What’s more, young women now earn more than young men: £1,111 a year more, to be precise. Between the ages of 22 and 29, women in general — covering all races — out-earn guys; by the time women hit their thirties, however, their pay falls below men’s. Those young, opinionated new media feminists who get handsome advances to write books spluttering about ‘white male privilege’ are far more privileged than many of the white males they splutter about — especially the ones who empty their bins or sweep their roads. It’s almost Orwellian in its topsy-turviness — the most well-connected, middle-class women denouncing the alleged privileges of some of the most derided people in society.
Partly this is just bad science: feminists, leftists and others see that parliament and the boardroom still have a hefty number of white men in them and they extrapolate from this to argue that all white men must have lovely lives. Hence they always use the ridiculously sweeping terms ‘white men’ or ‘male privilege’, as if whiteness and maleness were inherently beneficial. As if loads of white men aren’t dirt poor and awfully underprivileged. It’s like seeing the Queen and thinking: ‘Wow, white women in Britain have it good, don’t they?’
But there’s something else going on too, something more pernicious: the way the politics of identity elbows aside anything to do with class. Unlike radicals of old, the new identitarians — from feminists to shouty students — do not see the world in terms of the haves and have nots, or the ruling class and the working class; in terms of work or wealth or clout. No, to them it’s all about biology, race, gender: fixed traits, which they think define us as individuals and determine our destinies.
Such ugly, racial determinism is why they can use the blanket, dehumanising term ‘white people’ to refer to a vast group that contains all sorts of social classes and people: rich, poor, middling, left, right, good, bad, happy, sad, etc. The idea that all white men have a certain kind of life or outlook is as dumb, and foul, as saying all black men are criminals.

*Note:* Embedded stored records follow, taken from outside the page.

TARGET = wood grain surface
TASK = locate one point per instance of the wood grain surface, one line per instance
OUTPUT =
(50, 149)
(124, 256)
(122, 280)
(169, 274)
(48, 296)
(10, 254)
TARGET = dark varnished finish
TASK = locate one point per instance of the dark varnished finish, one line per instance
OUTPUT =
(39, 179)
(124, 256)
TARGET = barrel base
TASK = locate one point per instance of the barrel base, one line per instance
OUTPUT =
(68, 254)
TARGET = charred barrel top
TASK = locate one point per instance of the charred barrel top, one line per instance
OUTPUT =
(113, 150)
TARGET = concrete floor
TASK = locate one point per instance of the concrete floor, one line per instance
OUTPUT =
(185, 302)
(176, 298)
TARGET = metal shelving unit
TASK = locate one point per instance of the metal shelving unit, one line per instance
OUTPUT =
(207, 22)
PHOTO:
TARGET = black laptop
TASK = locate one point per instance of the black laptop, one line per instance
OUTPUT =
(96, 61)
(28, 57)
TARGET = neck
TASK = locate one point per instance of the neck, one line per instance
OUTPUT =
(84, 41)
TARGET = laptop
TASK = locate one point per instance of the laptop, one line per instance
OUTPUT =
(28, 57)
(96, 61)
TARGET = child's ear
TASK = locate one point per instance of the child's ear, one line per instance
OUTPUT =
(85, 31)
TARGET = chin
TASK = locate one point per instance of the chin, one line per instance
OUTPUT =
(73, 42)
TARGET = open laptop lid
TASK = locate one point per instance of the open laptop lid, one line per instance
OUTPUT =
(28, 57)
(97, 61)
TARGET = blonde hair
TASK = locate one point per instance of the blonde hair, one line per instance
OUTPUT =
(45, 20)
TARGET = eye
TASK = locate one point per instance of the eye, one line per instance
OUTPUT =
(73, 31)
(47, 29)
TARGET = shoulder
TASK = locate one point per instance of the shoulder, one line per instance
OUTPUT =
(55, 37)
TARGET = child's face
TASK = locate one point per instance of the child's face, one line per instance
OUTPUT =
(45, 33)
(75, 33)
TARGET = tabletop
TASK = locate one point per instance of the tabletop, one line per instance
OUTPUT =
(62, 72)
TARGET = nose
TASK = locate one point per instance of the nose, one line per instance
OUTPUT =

Identity politics doesn’t totally smother class considerations, however; it helps to facilitate a new, PC version of class hatred. The bile spat by feminists and others at certain white men — the uncouth, most derided ones — is really old-fashioned loathing for the lower orders dolled up as a radical stand against ‘male privilege’. When university students or media-based identity obsessives crow about drinking ‘white male tears’, they behave like modern-day Marie Antoinettes, laughing in the face of the less fortunate who will never experience the privileges enjoyed by these fashionable railers against privilege. ‘White male privilege’ is simply a myth.